Jako pracownik ratusza (wiadomo którego), oczywiście głosowałem na Rafała, ponieważ od kiedy zastąpił Kidawą, wiadomym było, że w drugiej turze będziemy mieli wybór pomiędzy obecnym rezydentem, a potencjalnym jego zmiennikiem.
Wahałem się, czy nie oddać głos właśnie na Hołownię, ale on jak na razie jest jak ten rodzynek w cieście. Może politycznie jeszcze urośnie, bo jak rozumiem, teraz zacznie budować struktury, by za jakiś czas ogłosić budowę nowej partii.
Zaś towarzystwo bosakowe, które jak widać po wynikach oczarowało część wyborców, jest dla mnie ze scenariusza pisanego wprost cyrylicą, więc nawet nie warto mi ich/jego wymieniać w tym gronie.

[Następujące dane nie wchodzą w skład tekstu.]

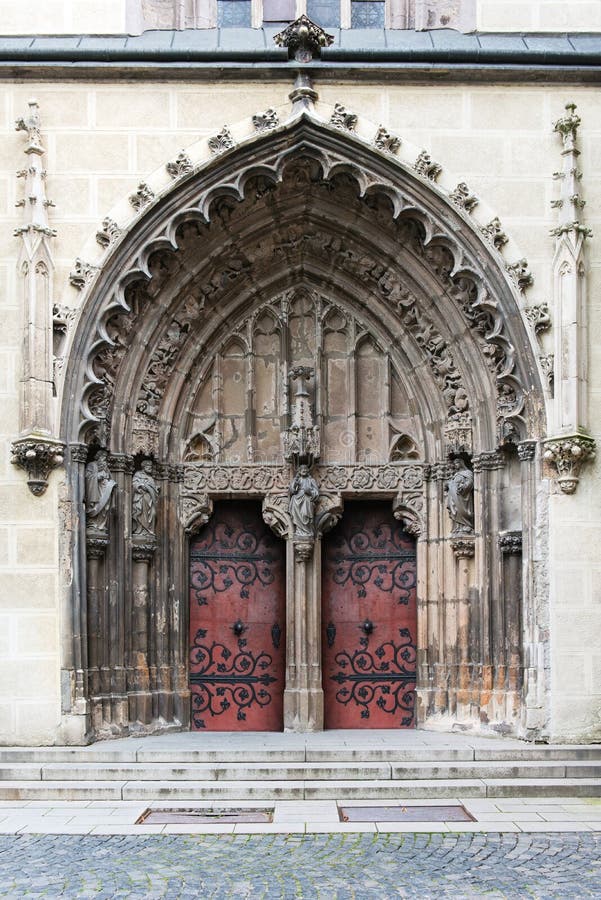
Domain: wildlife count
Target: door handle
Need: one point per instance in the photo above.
(238, 628)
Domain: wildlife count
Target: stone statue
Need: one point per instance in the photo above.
(304, 494)
(99, 490)
(144, 501)
(460, 498)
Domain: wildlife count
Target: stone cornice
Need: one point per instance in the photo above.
(557, 56)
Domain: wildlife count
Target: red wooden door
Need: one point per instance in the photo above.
(237, 618)
(369, 620)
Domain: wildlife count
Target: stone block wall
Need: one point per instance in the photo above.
(116, 16)
(102, 140)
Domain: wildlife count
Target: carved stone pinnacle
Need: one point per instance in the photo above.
(303, 39)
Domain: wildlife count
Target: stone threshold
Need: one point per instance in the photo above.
(510, 814)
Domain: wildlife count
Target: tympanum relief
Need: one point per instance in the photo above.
(306, 343)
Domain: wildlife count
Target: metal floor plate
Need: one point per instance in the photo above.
(203, 816)
(453, 813)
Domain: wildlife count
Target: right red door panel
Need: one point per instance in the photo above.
(369, 604)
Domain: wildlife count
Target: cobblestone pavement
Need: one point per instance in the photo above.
(332, 866)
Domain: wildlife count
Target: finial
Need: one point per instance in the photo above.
(304, 40)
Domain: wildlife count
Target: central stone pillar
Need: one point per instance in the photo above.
(303, 694)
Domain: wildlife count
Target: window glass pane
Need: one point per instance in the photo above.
(324, 12)
(279, 10)
(233, 13)
(367, 14)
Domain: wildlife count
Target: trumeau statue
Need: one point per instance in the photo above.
(99, 490)
(144, 501)
(304, 494)
(460, 498)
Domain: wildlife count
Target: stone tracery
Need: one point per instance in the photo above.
(304, 257)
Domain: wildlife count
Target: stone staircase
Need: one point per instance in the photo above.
(332, 765)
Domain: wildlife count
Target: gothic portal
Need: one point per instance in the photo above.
(301, 455)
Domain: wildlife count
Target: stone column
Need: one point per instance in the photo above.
(118, 574)
(464, 549)
(510, 544)
(140, 701)
(303, 694)
(96, 544)
(74, 613)
(144, 501)
(534, 638)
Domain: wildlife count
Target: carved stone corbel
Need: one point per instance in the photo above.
(386, 141)
(180, 166)
(520, 275)
(142, 196)
(464, 547)
(221, 142)
(539, 317)
(195, 511)
(494, 233)
(303, 39)
(510, 542)
(82, 274)
(462, 197)
(426, 166)
(109, 233)
(527, 450)
(342, 118)
(567, 455)
(409, 509)
(276, 515)
(38, 455)
(329, 512)
(266, 121)
(303, 551)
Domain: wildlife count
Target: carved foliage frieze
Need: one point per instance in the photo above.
(265, 479)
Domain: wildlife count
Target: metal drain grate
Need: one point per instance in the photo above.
(203, 816)
(453, 813)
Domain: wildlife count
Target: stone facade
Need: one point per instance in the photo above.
(503, 355)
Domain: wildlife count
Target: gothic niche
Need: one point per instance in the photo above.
(245, 400)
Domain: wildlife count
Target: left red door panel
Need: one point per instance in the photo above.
(237, 621)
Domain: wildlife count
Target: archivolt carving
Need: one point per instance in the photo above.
(406, 215)
(195, 510)
(276, 515)
(408, 507)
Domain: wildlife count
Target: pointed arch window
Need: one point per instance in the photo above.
(234, 13)
(398, 14)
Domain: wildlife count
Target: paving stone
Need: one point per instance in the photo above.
(369, 866)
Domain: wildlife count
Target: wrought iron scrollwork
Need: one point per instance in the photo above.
(276, 635)
(330, 634)
(226, 556)
(222, 679)
(382, 556)
(384, 677)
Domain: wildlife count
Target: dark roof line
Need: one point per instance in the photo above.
(362, 46)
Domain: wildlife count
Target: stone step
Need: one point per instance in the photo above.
(414, 752)
(406, 789)
(197, 772)
(279, 771)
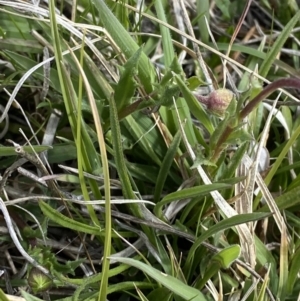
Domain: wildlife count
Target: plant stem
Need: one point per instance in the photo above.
(280, 83)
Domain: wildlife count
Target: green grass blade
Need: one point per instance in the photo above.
(176, 286)
(168, 49)
(165, 167)
(67, 222)
(220, 226)
(271, 56)
(188, 193)
(126, 43)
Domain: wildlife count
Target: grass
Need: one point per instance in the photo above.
(140, 162)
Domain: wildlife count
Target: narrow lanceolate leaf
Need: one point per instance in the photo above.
(276, 48)
(220, 226)
(166, 165)
(227, 256)
(67, 222)
(194, 105)
(126, 43)
(188, 193)
(173, 284)
(126, 86)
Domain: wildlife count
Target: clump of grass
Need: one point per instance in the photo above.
(150, 165)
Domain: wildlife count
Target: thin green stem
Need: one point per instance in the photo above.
(280, 83)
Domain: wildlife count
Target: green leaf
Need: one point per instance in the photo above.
(125, 88)
(67, 222)
(294, 271)
(126, 43)
(278, 44)
(194, 105)
(168, 49)
(188, 193)
(220, 226)
(227, 256)
(173, 284)
(165, 166)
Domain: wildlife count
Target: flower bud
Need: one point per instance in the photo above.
(217, 101)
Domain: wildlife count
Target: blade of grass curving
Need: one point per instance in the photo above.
(282, 155)
(186, 194)
(203, 13)
(284, 266)
(168, 49)
(10, 150)
(119, 157)
(85, 283)
(278, 44)
(220, 226)
(195, 107)
(67, 222)
(140, 136)
(294, 271)
(126, 86)
(165, 166)
(189, 126)
(176, 286)
(108, 222)
(91, 162)
(126, 43)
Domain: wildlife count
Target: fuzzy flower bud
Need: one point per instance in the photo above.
(217, 101)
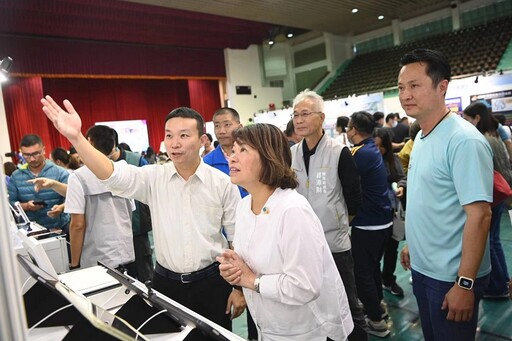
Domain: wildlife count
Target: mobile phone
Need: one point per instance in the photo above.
(40, 203)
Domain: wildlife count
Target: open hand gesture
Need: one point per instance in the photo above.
(67, 123)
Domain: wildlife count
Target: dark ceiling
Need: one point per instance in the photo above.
(210, 24)
(333, 16)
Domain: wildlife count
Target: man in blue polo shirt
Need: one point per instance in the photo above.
(225, 121)
(449, 188)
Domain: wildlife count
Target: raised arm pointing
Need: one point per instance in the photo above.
(69, 125)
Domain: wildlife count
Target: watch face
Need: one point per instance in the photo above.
(465, 282)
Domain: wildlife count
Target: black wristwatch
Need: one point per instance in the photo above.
(464, 282)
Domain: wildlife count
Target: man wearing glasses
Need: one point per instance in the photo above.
(329, 179)
(44, 206)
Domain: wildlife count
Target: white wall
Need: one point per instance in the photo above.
(243, 67)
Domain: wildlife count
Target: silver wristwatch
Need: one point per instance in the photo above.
(257, 284)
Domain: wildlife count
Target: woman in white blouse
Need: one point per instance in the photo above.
(281, 258)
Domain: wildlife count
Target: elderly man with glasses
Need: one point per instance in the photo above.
(329, 179)
(44, 206)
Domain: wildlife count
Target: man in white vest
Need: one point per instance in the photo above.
(328, 178)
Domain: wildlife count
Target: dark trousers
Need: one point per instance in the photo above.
(367, 249)
(345, 265)
(499, 273)
(430, 294)
(207, 297)
(389, 262)
(142, 268)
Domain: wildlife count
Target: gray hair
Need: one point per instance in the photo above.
(311, 95)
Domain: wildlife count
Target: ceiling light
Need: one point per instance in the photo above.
(5, 67)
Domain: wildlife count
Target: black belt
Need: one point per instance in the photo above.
(188, 277)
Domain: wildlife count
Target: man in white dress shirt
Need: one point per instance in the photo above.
(191, 203)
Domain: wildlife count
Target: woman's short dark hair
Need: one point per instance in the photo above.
(363, 122)
(487, 124)
(342, 122)
(276, 157)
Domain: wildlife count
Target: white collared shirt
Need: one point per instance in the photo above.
(187, 216)
(302, 296)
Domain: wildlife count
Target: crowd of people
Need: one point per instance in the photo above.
(293, 225)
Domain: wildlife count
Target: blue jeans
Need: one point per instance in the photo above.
(499, 273)
(430, 294)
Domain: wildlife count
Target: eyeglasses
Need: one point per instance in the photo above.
(304, 114)
(35, 155)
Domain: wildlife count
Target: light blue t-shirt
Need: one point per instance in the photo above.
(449, 168)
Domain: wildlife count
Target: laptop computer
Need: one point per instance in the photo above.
(98, 317)
(85, 281)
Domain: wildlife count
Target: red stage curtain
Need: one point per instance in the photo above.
(23, 111)
(203, 99)
(98, 100)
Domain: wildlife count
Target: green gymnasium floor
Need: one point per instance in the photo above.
(495, 316)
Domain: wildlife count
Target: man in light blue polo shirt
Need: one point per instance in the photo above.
(450, 182)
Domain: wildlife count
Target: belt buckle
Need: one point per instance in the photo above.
(184, 281)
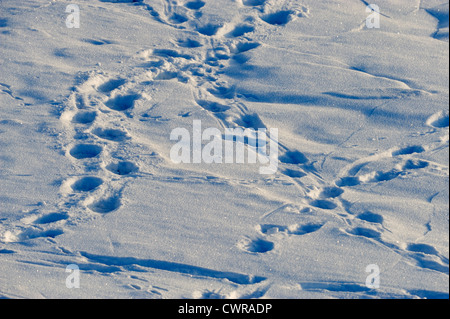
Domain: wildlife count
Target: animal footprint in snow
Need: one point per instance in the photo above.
(257, 245)
(122, 102)
(295, 229)
(83, 151)
(111, 134)
(105, 206)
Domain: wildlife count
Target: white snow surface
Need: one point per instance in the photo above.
(86, 176)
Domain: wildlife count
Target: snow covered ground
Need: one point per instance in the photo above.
(358, 207)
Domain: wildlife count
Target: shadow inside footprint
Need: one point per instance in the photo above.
(323, 204)
(122, 102)
(111, 134)
(87, 184)
(84, 117)
(107, 205)
(257, 245)
(82, 151)
(278, 18)
(122, 168)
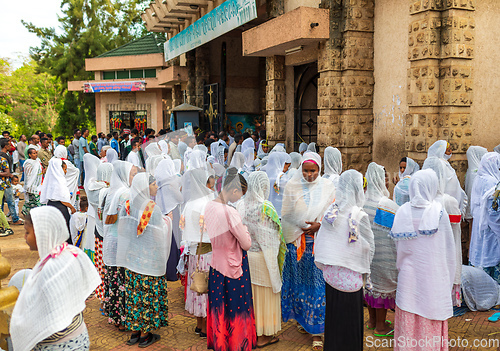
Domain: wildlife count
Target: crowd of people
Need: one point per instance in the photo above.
(257, 236)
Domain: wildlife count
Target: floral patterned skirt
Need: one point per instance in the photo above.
(30, 201)
(114, 294)
(99, 265)
(146, 302)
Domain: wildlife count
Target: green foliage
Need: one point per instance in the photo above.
(29, 100)
(88, 28)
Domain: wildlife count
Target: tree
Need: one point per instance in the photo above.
(28, 100)
(89, 28)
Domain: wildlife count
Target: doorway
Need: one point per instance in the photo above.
(306, 104)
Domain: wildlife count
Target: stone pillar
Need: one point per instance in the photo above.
(191, 82)
(202, 72)
(441, 49)
(275, 99)
(345, 85)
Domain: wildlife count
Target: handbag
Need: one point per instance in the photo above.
(199, 277)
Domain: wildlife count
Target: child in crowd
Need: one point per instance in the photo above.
(17, 189)
(78, 225)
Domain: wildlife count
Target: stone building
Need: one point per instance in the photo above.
(378, 79)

Tak, bo pomimo, że wybieramy prezydenta, to i tak w większości nasz głos przy urnie wyborczej, pokrywa się z tym, na jaką partię głosowalibyśmy, gdyby to były wybory do sejmu.
Co do samych wyników pierwszej tury, to moim zdaniem duda dostał czytelny sygnał. Pomimo tych dziesiątków rozdanych miliardów przez obecną ekipę, podporządkowanych mediów, zawłaszczeniu totalnemu państwa, niszczeniu tych, co nie z nami, kupowania wybranych grup społecznych, to efekt tych działań jest daleki od oczekiwań.
Tak, tak, w pisie spodziewano się przecież jedno-turowego blitzkriegu, nawet wirusowa korona temu sprzyjała, bowiem główna kontr-kandydatka szybko zawiesiła swoją kampanię, gubiąc hurtem procenty sondażowe, natomiast Andrju wojażował w tym czasie - podobno służbowo, i robił sobie wynik. Wszystko więc wskazywało, że zakończy się to na jednej turze, aż tu rezydent pałacu wykopyrknął się o nogi wbiegającego z marszu nowego kandydata. Ojej ...
Przy okazji, nie sposób nie wspomnieć o brzydkiej zagrywce obecnie rządzących, którzy kombinowali, jakby tu zrobić, by nie udało się tych wymaganych podpisów Rafałowi zebrać ...
No, ale był czas się przyzwyczaić, w końcu Tusk obierał swoją premierowską nominację z rąk braci - w korytarzu ...
Wracając zaś do drugiej tury, niestety - dla portfela podatnika, Andrju będzie musiał przejść samego siebie w obietnicach sypnięcia pańskim groszem. Tu już przysłowiowa obiecana czternastka może nie zadziałać. Tym bardziej, że inflacja, ceny jak na drożdżach wyrosły, a wydatki obateli na życie, zjadają te pincet plus aż niemiło. A tu rodacy jeszcze chcą mieć najniższy w Europie wiek emerytalny (o głodowej emeryturze wynikającej wprost, nie wspomnę, bo i po co - pan da), bo przecie kto to słyszał, by pracować jak za złego Niemca, znaczy Tuska, prawda ?
Bo tak naprawdę, wybór znaczącej wyborczo części obywateli jest i będzie prosty. Co tam, nasza - naszych dzieci, wnuków, przyszłość w UE, co tam nasze związanie z Europą, bezpieczeństwo i stabilność polityczna, gospodarcza, trój-podział władzy, praworządność, Konstytucja, itp., itd. Wszystko to, o czym marzyły i do tego dążyły pokolenia wcześniej.
Dzisiaj moi rodacy w dupie to mają.
Bo dzisiaj zagłosują na tego, kto obieca, źe jak wygra, to DA WIĘCEJ nie swoich pieniędzy. WTF, co się z wami ludzie porobiło ?, coście uczynili z tą krainą ?. Dlaczego ten gen destrukcji wciąż jest, i jest tak zaraźliwy ?.
Nie ogarniam tego i zwyczajnie nie rozumiem ... ale rozumiem i wiem na kogo będę głosował w drugiej turze, bo rozumiem, że nasza przyszłość leży i zależy od naszego miejsca w Unii Europejskiej, i wiem, że tylko j e d e n z kandydatów mi tego nie odbierze, i w konsekwencji wszystkiego nie spie*rzy.